ノンリコースローンのリファイナンス




ノンリコースローンの期限が次々到来。借り換えはどうなる。



2009年2月2日 第723号

貸付金は二種類


商業用不動産への貸付金は二種類に分かれます。金融機関がどのような資金によって貸すかによって分かれます。

まず、銀行が自らの資金で貸し続ける貸付金。銀行が預金者から預かった預金の運用として貸し付けるものです。つまり自己勘定貸付です。

あとは証券化を前提とした貸付金です。日本では10年ほど前から外資系銀行を中心に始まりそして一般化した、証券化前提貸付金です。


CMBSを前提とする貸付金


銀行は500億円を用意して、商業用不動産担保の5億円貸付を100本実行します。そしてその100本をひとつの箱にいれます。

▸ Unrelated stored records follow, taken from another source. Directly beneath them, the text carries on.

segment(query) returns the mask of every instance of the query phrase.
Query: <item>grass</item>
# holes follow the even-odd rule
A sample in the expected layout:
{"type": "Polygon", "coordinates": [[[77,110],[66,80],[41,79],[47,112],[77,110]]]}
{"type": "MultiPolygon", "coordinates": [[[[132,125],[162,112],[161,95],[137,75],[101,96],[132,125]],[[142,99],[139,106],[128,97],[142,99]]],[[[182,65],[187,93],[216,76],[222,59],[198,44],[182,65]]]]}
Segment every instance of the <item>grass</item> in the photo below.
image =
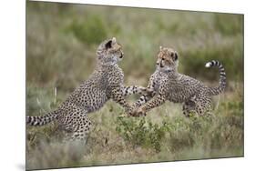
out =
{"type": "Polygon", "coordinates": [[[93,71],[101,40],[112,36],[123,45],[126,85],[147,85],[159,45],[177,49],[180,73],[210,86],[219,75],[204,67],[209,60],[220,60],[228,76],[211,116],[189,119],[180,105],[167,102],[146,117],[122,117],[109,101],[89,115],[86,145],[61,143],[55,123],[27,126],[27,169],[243,156],[242,15],[27,2],[26,17],[29,116],[63,102],[93,71]]]}

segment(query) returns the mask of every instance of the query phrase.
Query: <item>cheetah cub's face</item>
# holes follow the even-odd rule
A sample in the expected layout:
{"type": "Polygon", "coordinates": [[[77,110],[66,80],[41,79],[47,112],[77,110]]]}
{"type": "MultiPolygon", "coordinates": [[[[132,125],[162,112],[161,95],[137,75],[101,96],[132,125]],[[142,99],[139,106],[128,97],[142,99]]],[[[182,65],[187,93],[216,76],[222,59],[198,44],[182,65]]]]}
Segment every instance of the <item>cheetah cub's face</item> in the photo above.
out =
{"type": "Polygon", "coordinates": [[[117,43],[115,37],[105,40],[97,47],[97,59],[103,65],[116,65],[124,57],[124,53],[121,48],[122,46],[117,43]]]}
{"type": "Polygon", "coordinates": [[[177,70],[179,60],[177,52],[172,48],[160,46],[157,60],[158,69],[163,72],[172,72],[177,70]]]}

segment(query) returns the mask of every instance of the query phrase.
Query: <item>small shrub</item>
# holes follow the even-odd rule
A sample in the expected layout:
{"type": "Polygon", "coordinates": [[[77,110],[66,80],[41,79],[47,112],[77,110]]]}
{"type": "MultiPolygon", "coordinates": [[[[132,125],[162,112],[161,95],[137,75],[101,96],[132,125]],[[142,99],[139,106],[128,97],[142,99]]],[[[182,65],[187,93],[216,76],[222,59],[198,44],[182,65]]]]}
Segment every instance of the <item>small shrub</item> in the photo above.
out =
{"type": "Polygon", "coordinates": [[[160,142],[168,130],[166,125],[152,124],[145,117],[139,119],[118,117],[117,132],[134,147],[153,147],[156,152],[161,150],[160,142]]]}
{"type": "Polygon", "coordinates": [[[106,39],[107,31],[102,19],[97,15],[87,17],[85,21],[74,20],[68,30],[83,43],[98,44],[106,39]]]}

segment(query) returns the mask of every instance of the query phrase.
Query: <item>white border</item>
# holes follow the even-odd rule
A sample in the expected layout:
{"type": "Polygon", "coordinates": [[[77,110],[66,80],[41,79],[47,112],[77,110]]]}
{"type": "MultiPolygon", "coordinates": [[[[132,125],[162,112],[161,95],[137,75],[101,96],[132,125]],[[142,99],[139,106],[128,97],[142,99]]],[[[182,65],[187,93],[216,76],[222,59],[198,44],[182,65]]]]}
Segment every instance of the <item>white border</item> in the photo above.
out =
{"type": "MultiPolygon", "coordinates": [[[[244,170],[255,168],[255,5],[253,1],[237,0],[62,0],[61,2],[143,6],[193,11],[245,14],[245,157],[84,167],[67,170],[244,170]]],[[[1,41],[1,170],[25,167],[25,1],[6,0],[0,5],[1,41]]],[[[250,169],[251,170],[251,169],[250,169]]]]}

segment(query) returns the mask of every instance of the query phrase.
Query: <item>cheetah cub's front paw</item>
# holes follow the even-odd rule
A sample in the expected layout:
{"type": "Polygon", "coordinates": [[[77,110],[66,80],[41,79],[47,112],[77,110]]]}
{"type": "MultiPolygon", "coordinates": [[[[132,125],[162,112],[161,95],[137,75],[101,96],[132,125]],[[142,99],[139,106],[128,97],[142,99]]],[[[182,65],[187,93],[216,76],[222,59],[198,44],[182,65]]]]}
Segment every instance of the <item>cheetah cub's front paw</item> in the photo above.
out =
{"type": "Polygon", "coordinates": [[[143,107],[138,107],[137,110],[133,111],[131,116],[135,117],[146,116],[146,110],[143,107]]]}
{"type": "Polygon", "coordinates": [[[154,96],[154,95],[155,95],[154,89],[148,88],[148,87],[143,87],[143,88],[141,88],[141,90],[142,90],[142,94],[143,94],[144,96],[154,96]]]}

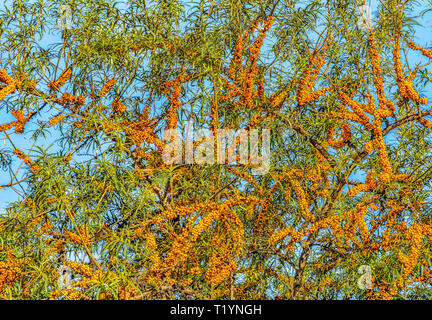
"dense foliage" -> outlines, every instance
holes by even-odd
[[[359,2],[6,1],[0,298],[430,297],[431,4]],[[188,123],[268,172],[167,163]]]

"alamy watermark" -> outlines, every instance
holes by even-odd
[[[252,165],[253,175],[270,169],[269,129],[194,131],[193,122],[188,121],[183,135],[178,129],[167,129],[162,138],[167,142],[162,152],[166,164]]]

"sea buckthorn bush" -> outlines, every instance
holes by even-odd
[[[432,7],[360,5],[6,1],[0,298],[429,298]],[[187,123],[268,172],[168,164]]]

100本のうち何本かは回収不能になるとしても、全部が回収不能になるということはありません。そこでこの総額500億円をバラバラの債権に切り分けて販売してしまいます。

利回りは低いが最優先で返済される証券、高利回りだけれども返済順位の低い証券等々。貸付金を債権として切り出して投資家に販売してしまいます。

不思議なことにこのように販売すると500億円の貸付金が、例えば合計550億円の債権として販売できるのです。この50億円が銀行の利益になります。

(CBMS CommercialMorgageBa

ckedSecuritis ・商業用不動産ローン担保証券)といいます。

銀行はこの50億円の利益が目的です。融資して金利を稼ぐことが目的ではありません。事務的な作業は別として、後になってどの貸付金が回収不能になっても損害を受けません。

これが証券化を前提とした貸付です。証券化前提貸付金です。証券化前提貸付金なら最後まで責任を持たないのですから、気楽に貸せたのでしょう。

サブプライムローンの仕組みも基本的に同じ仕組みです。

多数の住宅ローンをひとつの箱に入れてから、その箱から多くの証券を切り出しました。各証券の条件は複雑であり、それが世界中に散らばります。

さらにはこの証券を新しい別の箱に入れて更に証券化しました。いよいよどんなリスクを誰が負うのが分からなくなりました。元の箱がどこにあるかすらも分からなくなりました。

ノンリコースローン急拡大


証券化前提貸付金はノンリコースローンが基本です。最後まで個人の責任追及しないといけない従来型貸付は証券化になじみません。担保不動産を処分したらそれ以上の返済は求めず損失を確定させるノンリコースがなじみました。

証券化市場・CMBS市場の拡大により証券化前提貸付金が求められ、ノンリコースローンが急拡大しました。

それによりファンドによる不動産取得が容易になり、不動産価格が高騰しました。

ノンリコースローン借り換え


日本でのノンリコースローンは期間3-5年のものが多かったようです。期限到来で一括返済です。借主は資金調達をして弁済しなくてはいけません。リファイナンス(借り換え)です。

「不動産は値上がりする。期限が来たらまたノンリコースローンで借り換えればいい」と行け行けドンドン、借りました。

しかし、サブプライム問題で証券化市場が突然消滅しました。CMBSの証券の買い手が消滅しました。そうなると証券化前提での貸付も消滅します。

これらノンリコースローンの貸付のピークは2-3年前です。ローンの期間の多くは3-5年。つまり今年から2-3年で期限が次々に到来します。


借り換えしたくても証券化前提貸付金は困難です。銀行の自己勘定貸付金も極めて厳しい状況です。物件売却なら大きな値下がり。ノンリコースだから最終損失は貸主負担ですが、債務不履行には変わりありません。

金融市場が大きく改善しない限りは、期限到来の度に、ファンドが破綻危機に次々直面することになります。